Uni Ika Ai fall into a subset of bands that are among my favorite to discover: those that evade genre classification. The foursome helmed by vocalist Mala Friedman encorporate elements of rugged experimentalism, psychedelic haze, and electronics occasionally coalescing in smatterings of infectious power pop. But there songs are never quite what they seem and their debut album Keeping a Golden Bullseye in the Corner of My Mind is an album that's as engaging as it is challenging.
Their most pop-centric songs like "Make You Better" or "Soft In Ice" aspire to more than being merely ear catching and like much of Keeping a Golden Bullseye... seem to prioritize taking the listener on an aural adventure. "Make You Better" arguably the most straight forward and simple the band lets itself get is a masterclass in the band dynamic. Building off Peter Lalish skipping guitar melody, Friedman's vocals rightfully take center stage but there's a delightful amount of interplay happening between the band. Undulating synths bow and bend with Friedman's cadence, the guitar goes off on these little embellishments before harmonizing with the synth, and the drums keep pace in increasingly interesting rhythmic figures. It's a song that provides plenty to latch on to even as it attempts to replicate a simple (though catchy as hell) pop song. It's the shortness track on the entirety of the band by a considerable margin (most clock in around 7 or 8 minutes) but there's no shortage of dynamicness in its composition.

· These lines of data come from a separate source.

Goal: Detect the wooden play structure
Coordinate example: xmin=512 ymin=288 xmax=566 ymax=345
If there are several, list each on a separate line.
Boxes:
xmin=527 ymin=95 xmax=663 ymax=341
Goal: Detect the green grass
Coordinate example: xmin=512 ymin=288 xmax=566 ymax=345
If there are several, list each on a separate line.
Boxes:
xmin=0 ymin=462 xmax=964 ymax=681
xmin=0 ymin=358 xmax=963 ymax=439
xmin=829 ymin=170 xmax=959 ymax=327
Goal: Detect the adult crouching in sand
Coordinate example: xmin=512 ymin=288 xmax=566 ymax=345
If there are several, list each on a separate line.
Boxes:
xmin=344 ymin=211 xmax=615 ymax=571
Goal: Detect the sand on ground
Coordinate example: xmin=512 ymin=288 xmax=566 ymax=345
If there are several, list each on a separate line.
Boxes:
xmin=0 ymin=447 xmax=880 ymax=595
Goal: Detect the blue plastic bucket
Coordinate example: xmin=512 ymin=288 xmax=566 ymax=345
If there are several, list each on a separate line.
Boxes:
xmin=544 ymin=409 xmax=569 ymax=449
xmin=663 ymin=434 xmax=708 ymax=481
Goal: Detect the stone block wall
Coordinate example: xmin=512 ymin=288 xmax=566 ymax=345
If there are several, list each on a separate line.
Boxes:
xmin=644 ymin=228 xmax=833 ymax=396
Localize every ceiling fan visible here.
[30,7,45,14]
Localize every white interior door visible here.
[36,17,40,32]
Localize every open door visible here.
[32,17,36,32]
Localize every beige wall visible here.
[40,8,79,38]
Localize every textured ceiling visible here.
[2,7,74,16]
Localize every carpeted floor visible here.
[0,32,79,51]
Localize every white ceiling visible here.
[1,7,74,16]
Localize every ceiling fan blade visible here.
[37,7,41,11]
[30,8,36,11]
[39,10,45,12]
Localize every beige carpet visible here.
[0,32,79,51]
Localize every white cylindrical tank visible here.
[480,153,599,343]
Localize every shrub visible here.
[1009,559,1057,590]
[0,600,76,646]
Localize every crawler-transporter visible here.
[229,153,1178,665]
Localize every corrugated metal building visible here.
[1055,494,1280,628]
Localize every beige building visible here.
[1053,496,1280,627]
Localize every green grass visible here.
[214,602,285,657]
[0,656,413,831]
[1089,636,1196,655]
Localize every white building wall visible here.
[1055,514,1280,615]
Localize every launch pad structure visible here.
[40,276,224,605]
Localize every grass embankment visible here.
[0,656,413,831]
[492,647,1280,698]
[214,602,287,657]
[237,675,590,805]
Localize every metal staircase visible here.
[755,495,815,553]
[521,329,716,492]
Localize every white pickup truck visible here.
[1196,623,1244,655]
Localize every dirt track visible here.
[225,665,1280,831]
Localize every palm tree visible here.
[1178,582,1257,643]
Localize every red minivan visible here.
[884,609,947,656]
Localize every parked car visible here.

Songs like "Is This Life" or "Already Dead" make the most of their longer run times pairing deliberately plotted narratives with intricate, layered instrumental performances. Despite its song construction being rooted in improvisation (Friedman and Lalish exchanging bits and pieces of ideas electronically while Lalish was out on the road with Lucius) every part of their longer songs not only feels vital but methodical. The fact that they apparently aren't is a testament to the skills of its members: all talented members of other bands before embarking on this newer project. Uni Ika Ai's music ideas seem properly developed, their creative trajectory of their songs all but certain but at no point predicatable. And therein lies the appeal of Keeping a Golden Bullseye... as it's both an expression of the artists' certainty in theirs skills even when they haven't particularly mapped out the particulars.
Uni Ika Ai's debut full length record Keeping a Golden Bullseye in the Corner of My Mind is out now and available for purchase either digitally or on LP/CD via their Bandcamp.